We’re pleased to be bringing some colour to your day with the brand new music video for “My World Ends” from dream poppers Color of Light. The ambient, atmospheric video looks like it was taken right out of the ‘60s with its washed-out colour scheme and psychedelic vibe. Sean Neuse, the brainchild behind Color of Light, looks at peace with his surroundings, as the video takes you through various shots of the environment along with clips of what look like old homemade videos.
Written and recorded by Neuse, “My World Ends” is one of the featured tracks on his brand new album Daydream Garden, due out November 13th via Imera Records. The song deals with the difficulties that Neuse went through after the passing of his parents, a recurring theme throughout Daydream Garden as he attempts to connect with nature, the beauty around him, and his own mortality on a much deeper level than he ever has previously.
Elaborating on the meaning behind “My World Ends,” Neuse said, “‘My World Ends’ is a song about dealing with depression. The overly dramatic title was chosen because it’s not the end, it’s just ‘that feeling you get.’ The delay sounds on Slowdive’s Pygmalion album played a strong influence, along with the way Elizabeth Fraser’s vocals intertwine on Heaven or Las Vegas.”
If the name Sean Neuse sounds familiar to you, it’s likely as a result of his work in the South Carolina/North Carolina act Coma Cinema, the Mat Cochran-led indie pop band that saw considerable creative and commercial success over the course of five full-length album releases. Currently based in the small city of Spartanburg, South Carolina, Neuse created Color of Light in 2014 as an experimental project in which he could feel free to write and record whatever he so chooses. It’s a sound that’s difficult to fully put into words, but you could say that it lands somewhere in between dream pop, shoegaze, psychedelia, noise pop, and ambient music.

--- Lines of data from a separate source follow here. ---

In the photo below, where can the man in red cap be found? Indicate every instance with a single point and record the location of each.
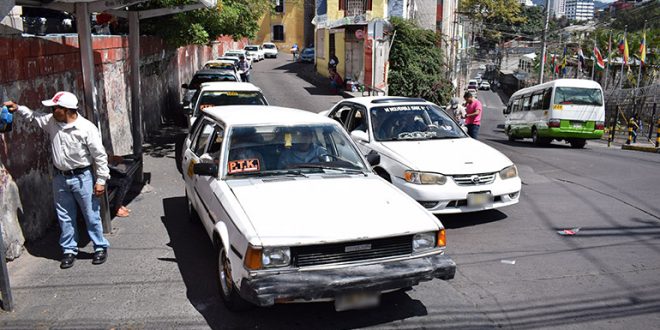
(75, 146)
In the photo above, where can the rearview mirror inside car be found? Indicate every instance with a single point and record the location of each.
(205, 169)
(360, 136)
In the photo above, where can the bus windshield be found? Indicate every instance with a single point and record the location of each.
(578, 96)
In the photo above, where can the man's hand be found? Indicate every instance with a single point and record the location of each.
(99, 189)
(11, 106)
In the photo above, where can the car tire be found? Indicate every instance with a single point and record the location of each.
(178, 151)
(193, 216)
(578, 143)
(233, 301)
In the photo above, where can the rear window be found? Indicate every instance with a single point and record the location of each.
(219, 98)
(578, 96)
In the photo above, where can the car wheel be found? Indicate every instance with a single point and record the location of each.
(230, 296)
(178, 151)
(193, 216)
(578, 143)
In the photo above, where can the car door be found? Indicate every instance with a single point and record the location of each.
(191, 156)
(206, 186)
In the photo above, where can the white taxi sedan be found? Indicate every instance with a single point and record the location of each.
(296, 215)
(427, 155)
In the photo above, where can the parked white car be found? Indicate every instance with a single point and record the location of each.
(425, 153)
(296, 215)
(255, 49)
(213, 94)
(270, 49)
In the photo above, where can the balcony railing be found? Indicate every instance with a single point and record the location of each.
(355, 7)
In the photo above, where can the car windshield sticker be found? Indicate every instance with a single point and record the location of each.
(243, 166)
(405, 108)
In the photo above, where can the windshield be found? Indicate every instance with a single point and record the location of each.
(581, 96)
(200, 79)
(413, 122)
(218, 98)
(286, 150)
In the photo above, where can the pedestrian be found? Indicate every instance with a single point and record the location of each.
(473, 111)
(75, 146)
(244, 68)
(458, 110)
(633, 123)
(334, 61)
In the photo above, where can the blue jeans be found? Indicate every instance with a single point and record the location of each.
(70, 190)
(473, 130)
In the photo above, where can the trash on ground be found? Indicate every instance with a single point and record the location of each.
(568, 232)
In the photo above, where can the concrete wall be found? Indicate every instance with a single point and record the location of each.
(34, 68)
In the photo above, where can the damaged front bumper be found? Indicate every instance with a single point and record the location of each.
(265, 289)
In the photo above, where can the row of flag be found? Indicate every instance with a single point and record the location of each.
(559, 66)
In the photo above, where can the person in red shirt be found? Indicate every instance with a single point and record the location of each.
(473, 110)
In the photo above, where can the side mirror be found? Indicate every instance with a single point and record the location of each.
(205, 169)
(373, 158)
(360, 136)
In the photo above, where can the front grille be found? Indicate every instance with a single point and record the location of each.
(322, 254)
(473, 180)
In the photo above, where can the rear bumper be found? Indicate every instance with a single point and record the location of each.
(265, 289)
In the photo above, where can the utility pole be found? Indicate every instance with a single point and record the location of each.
(545, 31)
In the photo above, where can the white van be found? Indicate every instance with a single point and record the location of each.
(564, 109)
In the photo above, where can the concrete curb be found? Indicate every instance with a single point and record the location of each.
(641, 148)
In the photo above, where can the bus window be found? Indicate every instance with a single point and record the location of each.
(536, 102)
(547, 98)
(527, 103)
(576, 95)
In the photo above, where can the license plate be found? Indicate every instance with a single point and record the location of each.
(479, 199)
(356, 300)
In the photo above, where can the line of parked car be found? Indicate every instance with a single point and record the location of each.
(303, 207)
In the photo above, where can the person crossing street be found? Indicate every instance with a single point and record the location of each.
(78, 155)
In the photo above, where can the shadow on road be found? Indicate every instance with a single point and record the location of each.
(196, 260)
(455, 221)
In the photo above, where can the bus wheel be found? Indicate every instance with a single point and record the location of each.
(578, 143)
(509, 134)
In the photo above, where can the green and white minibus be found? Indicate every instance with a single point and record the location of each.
(564, 109)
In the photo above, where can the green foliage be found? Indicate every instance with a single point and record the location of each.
(417, 65)
(236, 18)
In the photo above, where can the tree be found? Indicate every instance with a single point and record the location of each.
(236, 18)
(417, 65)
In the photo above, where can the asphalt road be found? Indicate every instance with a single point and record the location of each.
(161, 268)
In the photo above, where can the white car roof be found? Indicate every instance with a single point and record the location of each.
(222, 86)
(379, 101)
(265, 115)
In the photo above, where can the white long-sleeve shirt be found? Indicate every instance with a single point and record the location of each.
(73, 145)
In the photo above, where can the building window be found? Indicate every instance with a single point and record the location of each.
(320, 43)
(278, 32)
(279, 6)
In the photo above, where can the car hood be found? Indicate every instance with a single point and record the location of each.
(449, 156)
(322, 209)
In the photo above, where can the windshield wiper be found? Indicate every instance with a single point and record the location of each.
(334, 168)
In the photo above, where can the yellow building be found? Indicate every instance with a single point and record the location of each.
(341, 28)
(284, 26)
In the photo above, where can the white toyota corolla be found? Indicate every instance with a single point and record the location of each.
(426, 154)
(296, 214)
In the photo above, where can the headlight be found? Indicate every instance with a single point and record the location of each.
(276, 257)
(423, 241)
(509, 172)
(424, 177)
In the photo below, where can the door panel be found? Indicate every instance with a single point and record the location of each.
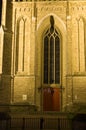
(51, 99)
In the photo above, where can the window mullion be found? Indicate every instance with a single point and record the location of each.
(54, 59)
(49, 61)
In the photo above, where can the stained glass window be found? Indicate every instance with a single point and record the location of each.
(51, 55)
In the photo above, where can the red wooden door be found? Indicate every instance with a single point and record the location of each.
(51, 99)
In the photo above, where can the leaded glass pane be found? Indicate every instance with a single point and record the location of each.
(46, 59)
(51, 60)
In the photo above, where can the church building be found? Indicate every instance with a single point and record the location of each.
(43, 54)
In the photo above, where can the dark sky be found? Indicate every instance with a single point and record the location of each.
(0, 10)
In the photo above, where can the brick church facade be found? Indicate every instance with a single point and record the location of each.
(43, 53)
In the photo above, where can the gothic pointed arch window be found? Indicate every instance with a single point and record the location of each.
(0, 11)
(51, 42)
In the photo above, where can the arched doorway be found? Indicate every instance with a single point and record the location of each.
(51, 68)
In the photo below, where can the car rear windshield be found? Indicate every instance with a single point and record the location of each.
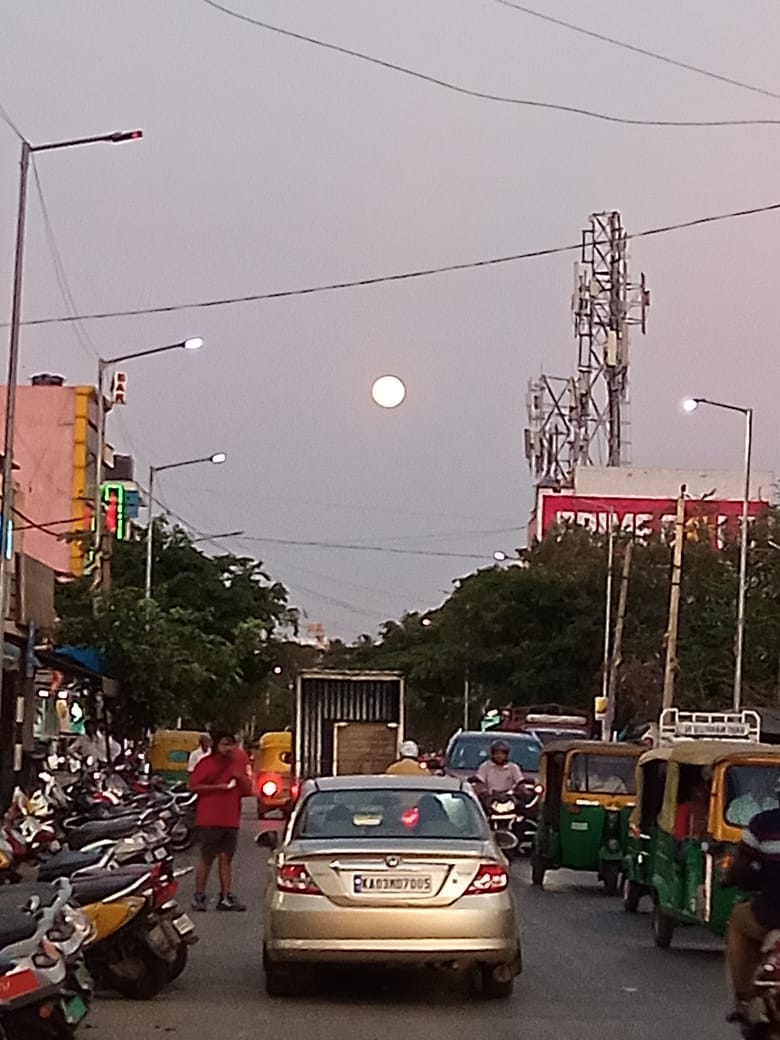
(470, 752)
(384, 813)
(750, 789)
(602, 774)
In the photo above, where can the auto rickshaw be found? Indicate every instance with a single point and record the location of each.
(643, 827)
(273, 769)
(689, 869)
(170, 750)
(589, 791)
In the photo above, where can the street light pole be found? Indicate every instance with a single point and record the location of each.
(739, 643)
(6, 514)
(216, 459)
(104, 364)
(690, 405)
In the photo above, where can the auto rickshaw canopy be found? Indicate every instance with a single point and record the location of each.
(715, 756)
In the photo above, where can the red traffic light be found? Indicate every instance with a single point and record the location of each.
(119, 388)
(126, 135)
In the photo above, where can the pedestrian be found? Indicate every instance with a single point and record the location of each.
(203, 749)
(409, 762)
(93, 744)
(221, 781)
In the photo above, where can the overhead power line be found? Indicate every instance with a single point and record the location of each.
(10, 124)
(355, 547)
(483, 95)
(383, 279)
(638, 50)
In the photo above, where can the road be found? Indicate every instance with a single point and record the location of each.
(592, 972)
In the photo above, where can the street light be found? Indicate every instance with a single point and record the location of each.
(691, 405)
(216, 459)
(103, 364)
(16, 314)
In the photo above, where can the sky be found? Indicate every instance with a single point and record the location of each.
(269, 163)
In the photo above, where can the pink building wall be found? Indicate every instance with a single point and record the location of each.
(55, 447)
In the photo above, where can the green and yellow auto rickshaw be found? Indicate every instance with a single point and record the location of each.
(589, 790)
(643, 827)
(732, 781)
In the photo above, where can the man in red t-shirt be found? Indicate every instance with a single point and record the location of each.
(221, 780)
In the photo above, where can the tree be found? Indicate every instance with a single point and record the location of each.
(200, 650)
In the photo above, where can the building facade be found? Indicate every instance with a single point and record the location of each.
(55, 455)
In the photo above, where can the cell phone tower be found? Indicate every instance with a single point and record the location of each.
(582, 420)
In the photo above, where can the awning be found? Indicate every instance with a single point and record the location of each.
(82, 661)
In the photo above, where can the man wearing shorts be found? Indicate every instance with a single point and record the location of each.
(221, 781)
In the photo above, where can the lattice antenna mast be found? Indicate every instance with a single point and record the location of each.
(605, 305)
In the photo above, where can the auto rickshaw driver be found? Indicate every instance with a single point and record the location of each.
(691, 819)
(756, 867)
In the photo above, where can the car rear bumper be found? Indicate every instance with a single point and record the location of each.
(312, 928)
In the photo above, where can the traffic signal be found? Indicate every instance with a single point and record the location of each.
(112, 508)
(119, 388)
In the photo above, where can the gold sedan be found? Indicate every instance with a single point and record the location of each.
(394, 871)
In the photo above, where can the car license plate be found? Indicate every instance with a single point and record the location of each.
(75, 1010)
(184, 925)
(395, 884)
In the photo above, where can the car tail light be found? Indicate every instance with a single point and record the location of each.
(490, 878)
(294, 878)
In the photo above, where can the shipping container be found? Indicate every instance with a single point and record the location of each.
(347, 722)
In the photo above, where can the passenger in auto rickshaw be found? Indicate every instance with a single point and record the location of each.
(691, 819)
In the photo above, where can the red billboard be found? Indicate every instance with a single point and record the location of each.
(639, 516)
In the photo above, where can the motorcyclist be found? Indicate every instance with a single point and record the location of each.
(409, 762)
(497, 774)
(756, 866)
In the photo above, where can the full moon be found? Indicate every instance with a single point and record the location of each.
(388, 391)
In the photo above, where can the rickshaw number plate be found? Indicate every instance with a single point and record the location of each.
(419, 884)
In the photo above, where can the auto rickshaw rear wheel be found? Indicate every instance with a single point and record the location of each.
(631, 895)
(611, 877)
(663, 927)
(538, 871)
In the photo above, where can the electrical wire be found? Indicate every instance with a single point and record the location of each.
(637, 50)
(483, 95)
(10, 124)
(353, 547)
(401, 277)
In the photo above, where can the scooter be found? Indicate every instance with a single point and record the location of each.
(762, 1012)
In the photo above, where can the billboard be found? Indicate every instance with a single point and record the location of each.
(640, 516)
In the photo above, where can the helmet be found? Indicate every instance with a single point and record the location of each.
(409, 750)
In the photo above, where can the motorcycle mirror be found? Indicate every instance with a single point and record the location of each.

As Color of Light, Neuse released his debut record Memory in 2015, an album that dealt with the emotional burden of several loved ones facing the end of their lives. Daydream Garden likewise deals with loss, but it does so more directly and from a place of acceptance. As an artist and as an individual, Neuse has come a long way since the release of Memory as he embraces the future fueled by both wisdom and experience.